What I found hard to adopt to was city life. Everybody was bustling around on the train. I had never been on trains in my life before. After being brought up in the country, it was like being jailed.
I got a job in Woolworths. The pay was many times more the pay in Ireland. I was on the bread counter. I didn’t last long because I got pregnant right away and I was sick and it was hot.
I remember going to my doctor and he said to me, “good on ya”. I came home and said to Michael, “how did he know my name in Irish? Good Onya”. Onya is Anna in Irish. These expressions are so different!

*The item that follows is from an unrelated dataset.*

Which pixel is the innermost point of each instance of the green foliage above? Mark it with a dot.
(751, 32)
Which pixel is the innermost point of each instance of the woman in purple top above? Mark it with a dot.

We stayed in the unit for six months. This (current home) was the first house we looked at and bought it. Paul was born in the September but he had a major heart condition and a cleft lip. For the next two years my life was devoted to him and I kind of took a hatred to Australia. I missed my family and the culture and [was] with a very sick little child. I knew nothing about babies. I had nobody which is very hard when you’re in a strange country.
But there’s one thing I remember. One day this fellow came to the door. He was English and says, “how do you like it?”. I said, “I hate it. I’m kind of living between two countries”. He said he was doing the same but that we’re silly. We have to make up our minds and live in one country or another. And do you know, I’ve never forgot his words and he’s right, you have to make the best at wherever you are. So that was the start of me settling in Australia with a few words from a complete stranger at the door!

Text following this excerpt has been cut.